Валя настороженно прислушивается к каждому его движению, ко вздохам, похожим на всхлип, но, прислушиваясь, доверчиво раскрывает нам свои маленькие тайны, планы на ближайшую неделю и более глобальные — до зарплаты, на месяц, а потом, зажмурившись, сознается в том, что намечено ею на год. Дальше она не позволяет себе заглядывать, но то, что охватывает год, так полно и плотно, так широко и глубоко, трудно и интересно… Но они исполнят: «да-да, ведь когда так горячо хочешь, всегда сбывается. Здесь начнутся наши биографии!»
— Вы только не улыбайтесь так саркастически, — исподлобья взглядывает на меня Валя, откидывает за плечо косу и, заволновавшись, заторопившись, становится словно еще тоньше. Голос звенит: — Вот вы улыбаетесь, но напрасно. Английский за год — это реально, тем более что мы еще его помним, для перевода со словарем, разумеется. Затем, — она пригибает, утопив в ладони, второй пальчик с посеребренным ногтем, — затем философия: Гегель, Кант, Фейербах…

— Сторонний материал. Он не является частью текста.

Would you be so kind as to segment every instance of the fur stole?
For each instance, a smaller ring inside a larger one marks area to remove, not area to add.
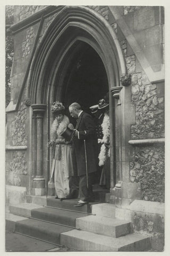
[[[63,139],[60,134],[69,124],[69,119],[65,115],[64,116],[63,119],[60,124],[58,124],[57,120],[55,119],[52,125],[50,131],[51,140],[55,141],[56,139]]]
[[[102,127],[103,137],[101,141],[102,145],[98,156],[99,166],[104,165],[106,159],[107,154],[108,157],[110,156],[110,149],[108,149],[104,144],[105,143],[109,143],[110,142],[109,116],[106,113],[105,113],[101,126]]]

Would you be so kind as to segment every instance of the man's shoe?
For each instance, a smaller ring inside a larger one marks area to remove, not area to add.
[[[80,207],[83,206],[85,204],[87,204],[88,203],[87,202],[84,202],[84,203],[80,203],[80,202],[78,202],[78,203],[74,205],[75,207]]]

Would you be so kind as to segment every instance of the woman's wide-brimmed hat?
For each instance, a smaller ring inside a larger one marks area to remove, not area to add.
[[[99,105],[98,104],[97,105],[94,105],[94,106],[92,106],[91,107],[90,107],[89,108],[91,110],[91,114],[94,114],[97,112],[98,107],[99,107]]]
[[[73,130],[71,130],[69,127],[64,130],[64,132],[61,133],[61,135],[67,141],[71,141],[73,138],[75,131]]]
[[[55,101],[52,105],[52,112],[55,114],[64,114],[65,107],[63,103],[58,101]]]
[[[103,109],[109,106],[109,103],[106,103],[104,99],[101,99],[99,101],[98,109]]]

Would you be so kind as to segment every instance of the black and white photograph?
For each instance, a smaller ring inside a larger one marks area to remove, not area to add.
[[[164,2],[39,2],[4,8],[4,250],[164,252]]]

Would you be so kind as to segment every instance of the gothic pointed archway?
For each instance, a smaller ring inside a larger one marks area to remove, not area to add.
[[[105,70],[102,74],[107,80],[106,91],[109,92],[110,188],[113,188],[115,179],[113,173],[115,169],[114,102],[110,89],[120,85],[120,75],[125,73],[126,68],[116,35],[104,18],[86,7],[63,8],[48,27],[36,51],[28,83],[28,97],[34,104],[47,105],[49,127],[49,103],[56,97],[69,103],[65,92],[68,92],[71,84],[76,83],[72,75],[75,74],[75,69],[72,67],[69,77],[68,70],[74,58],[74,63],[79,65],[79,59],[84,55],[86,49],[91,50],[94,56],[96,54],[100,60]],[[79,58],[75,61],[78,53]],[[91,82],[89,81],[89,84]],[[95,100],[100,97],[98,93]]]

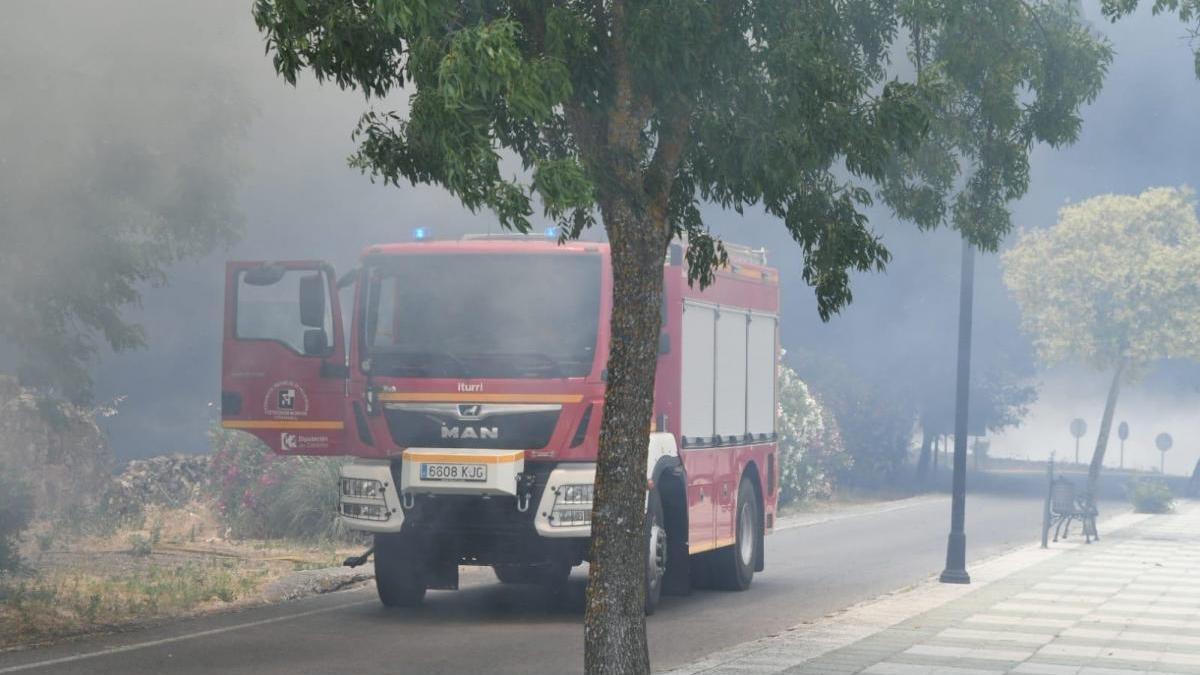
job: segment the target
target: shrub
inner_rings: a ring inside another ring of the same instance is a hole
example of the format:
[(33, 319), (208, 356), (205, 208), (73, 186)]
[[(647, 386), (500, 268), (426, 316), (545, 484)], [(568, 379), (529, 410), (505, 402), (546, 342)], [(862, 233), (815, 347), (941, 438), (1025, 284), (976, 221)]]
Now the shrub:
[(779, 369), (779, 498), (782, 503), (833, 495), (850, 462), (838, 425), (796, 371)]
[(154, 552), (154, 544), (142, 534), (130, 534), (130, 554), (137, 557), (146, 557)]
[(1168, 513), (1174, 508), (1171, 488), (1157, 478), (1132, 480), (1126, 486), (1126, 494), (1135, 513)]
[(340, 534), (341, 460), (288, 458), (248, 434), (210, 432), (217, 510), (235, 537), (331, 540)]
[(0, 572), (22, 568), (17, 543), (34, 519), (34, 492), (14, 472), (0, 467)]

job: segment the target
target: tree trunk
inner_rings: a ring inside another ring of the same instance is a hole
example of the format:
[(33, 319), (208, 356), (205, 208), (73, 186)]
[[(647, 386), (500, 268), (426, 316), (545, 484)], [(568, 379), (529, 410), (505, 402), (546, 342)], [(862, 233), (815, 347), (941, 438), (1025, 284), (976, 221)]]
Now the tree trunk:
[(926, 483), (929, 480), (929, 464), (930, 455), (934, 450), (934, 437), (929, 431), (925, 430), (925, 425), (920, 425), (920, 459), (917, 460), (917, 482)]
[(646, 452), (654, 405), (665, 222), (620, 198), (602, 201), (612, 247), (608, 383), (600, 423), (583, 665), (594, 674), (647, 674)]
[(1116, 372), (1112, 374), (1112, 384), (1109, 386), (1109, 398), (1104, 401), (1104, 417), (1100, 418), (1100, 432), (1096, 436), (1096, 450), (1092, 453), (1092, 465), (1087, 468), (1087, 494), (1096, 497), (1096, 485), (1100, 480), (1100, 470), (1104, 468), (1104, 450), (1109, 447), (1109, 430), (1112, 429), (1112, 414), (1117, 408), (1117, 395), (1121, 393), (1121, 374), (1124, 372), (1124, 362), (1117, 364)]

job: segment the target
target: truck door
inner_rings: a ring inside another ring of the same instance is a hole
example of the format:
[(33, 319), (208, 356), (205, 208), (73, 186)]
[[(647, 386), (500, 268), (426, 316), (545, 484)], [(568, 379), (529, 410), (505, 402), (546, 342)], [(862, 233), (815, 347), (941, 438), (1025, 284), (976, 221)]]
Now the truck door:
[(221, 420), (281, 454), (342, 454), (346, 340), (334, 269), (319, 261), (226, 264)]

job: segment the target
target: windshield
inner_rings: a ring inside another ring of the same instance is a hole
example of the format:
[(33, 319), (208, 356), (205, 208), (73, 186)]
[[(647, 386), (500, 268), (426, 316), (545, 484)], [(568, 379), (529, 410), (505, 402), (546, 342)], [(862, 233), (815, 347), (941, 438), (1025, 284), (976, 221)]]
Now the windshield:
[(395, 377), (584, 377), (600, 256), (397, 256), (370, 268), (366, 347)]

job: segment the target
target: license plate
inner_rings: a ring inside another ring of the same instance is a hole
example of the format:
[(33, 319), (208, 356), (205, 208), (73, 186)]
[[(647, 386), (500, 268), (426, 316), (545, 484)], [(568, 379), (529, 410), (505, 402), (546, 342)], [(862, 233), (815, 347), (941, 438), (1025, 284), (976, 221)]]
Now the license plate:
[(421, 480), (487, 480), (486, 464), (421, 464)]

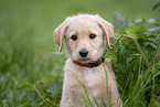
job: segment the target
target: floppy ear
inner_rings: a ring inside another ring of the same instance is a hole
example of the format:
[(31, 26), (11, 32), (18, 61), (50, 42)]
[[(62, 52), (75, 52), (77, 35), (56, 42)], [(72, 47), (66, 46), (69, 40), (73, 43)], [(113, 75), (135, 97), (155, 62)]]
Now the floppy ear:
[(105, 21), (99, 15), (96, 15), (96, 17), (98, 18), (98, 24), (104, 30), (107, 46), (108, 46), (108, 49), (110, 49), (110, 42), (111, 42), (111, 39), (114, 38), (114, 26), (111, 23)]
[[(67, 19), (66, 19), (66, 20), (67, 20)], [(67, 29), (67, 26), (68, 26), (66, 20), (65, 20), (62, 24), (60, 24), (60, 25), (54, 30), (54, 33), (53, 33), (54, 41), (55, 41), (55, 43), (60, 46), (60, 52), (61, 52), (62, 49), (63, 49), (63, 39), (64, 39), (65, 31), (66, 31), (66, 29)]]

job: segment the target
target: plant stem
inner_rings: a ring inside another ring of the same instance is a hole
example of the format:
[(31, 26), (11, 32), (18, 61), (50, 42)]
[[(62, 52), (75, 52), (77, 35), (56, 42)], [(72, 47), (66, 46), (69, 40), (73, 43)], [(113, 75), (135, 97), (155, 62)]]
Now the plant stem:
[(143, 61), (145, 61), (147, 67), (149, 67), (149, 66), (150, 66), (150, 63), (148, 62), (148, 58), (146, 57), (145, 53), (142, 52), (142, 50), (141, 50), (139, 43), (138, 43), (137, 40), (136, 40), (136, 38), (130, 36), (130, 35), (126, 35), (126, 34), (122, 34), (122, 36), (129, 38), (129, 39), (132, 39), (132, 40), (134, 40), (134, 42), (135, 42), (135, 44), (136, 44), (136, 46), (137, 46), (138, 52), (139, 52), (140, 54), (142, 54)]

— Дядя, а дядя! — Верка липкими руками дергает Ивана за штанину. — У вас есть мальчик?
— Нет у нас мальчика!
— Ну, тогда хоть девочка есть у вас?
— Вот вы, Евгений Петрович, читали в подлиннике Гегеля или Канта? — в упор спрашивает меня Валя.
— Не знаю немецкого, — увиливаю я. — Да и Гегель весьма сложен и противоречив… да и в нашем деле, в геологии…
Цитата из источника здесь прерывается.